Mullerthal Nature Reserve (Parc naturel du Mullerthal), or 'Mëllerdall' in Luxembourgish, was founded in 2016 and is the most recent of Luxembourg's three nature reserves. It groups together 12 municipalities (Beaufort, Bech, Berdorf, Consdorf, Echternach, Fischbach, Heffingen, Larochette, Mompach, Nommern, Rosport and Waldbillig) along the German border in eastern Luxembourg, over a total area of 256 km2 and with a population of 23,000 residents.
The region's main features are its spectacular rock formations, steep slopes and breathtaking panoramic views over the high plateaus, deep valleys and extensive forests. But above all, its landscape spotted with surprising rocky hills are what have earned this region the nickname of 'Luxembourg's Little Switzerland'.
This green region, which also includes the valleys of the Black Ernz, White Ernz and the Lower Sûre, invites hikers to stroll through the corridors carved into rocks, and offers climbing or mountain biking for more sporty visitors.
The Reserve's objectives
Mëllerdall Nature Reserve aims to promote the sustainable development of the region whilst encouraging economic, environmental and social development. In short, it aims to provide the region with a certain quality of life. In practice, this means the protection of water tables and all watercourses, as well as the use of responsible regional logging.

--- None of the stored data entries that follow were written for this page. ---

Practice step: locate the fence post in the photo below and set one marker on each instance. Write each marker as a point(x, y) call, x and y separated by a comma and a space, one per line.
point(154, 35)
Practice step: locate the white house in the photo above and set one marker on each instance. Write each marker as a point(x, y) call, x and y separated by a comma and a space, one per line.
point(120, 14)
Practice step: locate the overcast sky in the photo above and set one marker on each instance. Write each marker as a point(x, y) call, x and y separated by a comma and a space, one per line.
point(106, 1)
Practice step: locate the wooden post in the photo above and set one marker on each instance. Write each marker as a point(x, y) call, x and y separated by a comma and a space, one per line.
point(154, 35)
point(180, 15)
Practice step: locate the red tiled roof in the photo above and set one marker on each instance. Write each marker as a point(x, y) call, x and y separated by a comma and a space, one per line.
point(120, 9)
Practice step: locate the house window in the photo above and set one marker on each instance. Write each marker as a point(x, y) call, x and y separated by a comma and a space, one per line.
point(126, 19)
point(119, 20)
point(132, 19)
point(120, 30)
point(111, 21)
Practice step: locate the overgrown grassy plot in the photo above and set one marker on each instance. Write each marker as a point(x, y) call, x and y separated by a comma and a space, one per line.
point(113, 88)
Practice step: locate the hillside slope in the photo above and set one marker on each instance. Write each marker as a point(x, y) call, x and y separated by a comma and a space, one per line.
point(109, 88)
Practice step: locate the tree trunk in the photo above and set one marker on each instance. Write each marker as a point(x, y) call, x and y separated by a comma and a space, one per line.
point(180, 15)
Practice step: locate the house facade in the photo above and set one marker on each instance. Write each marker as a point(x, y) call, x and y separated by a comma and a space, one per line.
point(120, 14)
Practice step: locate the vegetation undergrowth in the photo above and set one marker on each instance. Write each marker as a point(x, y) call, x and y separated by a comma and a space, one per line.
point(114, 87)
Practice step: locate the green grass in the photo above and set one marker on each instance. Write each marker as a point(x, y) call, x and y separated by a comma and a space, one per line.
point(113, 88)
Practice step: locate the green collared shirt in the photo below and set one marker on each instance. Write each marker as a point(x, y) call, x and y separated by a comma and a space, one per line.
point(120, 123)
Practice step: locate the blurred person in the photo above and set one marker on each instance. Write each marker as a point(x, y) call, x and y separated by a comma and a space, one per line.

The nature reserve is neither an enclosed area nor a national park. It serves as a platform to implement European, national, regional and local projects in the field of nature and landscape conservation together with its many partners, the member municipalities and their citizens. Some of the projects completed at regional level include: a community garden, an educational trail on bees, a pilot project to extensify communal green areas and the planting of over 1,000 fruit trees so as to preserve meadow orchards.
Mëllerdall Nature Reserve also supports the promotion of regional products and is committed to educating people about the region, whether in terms of its flora and fauna, history, culture, crafts or architecture.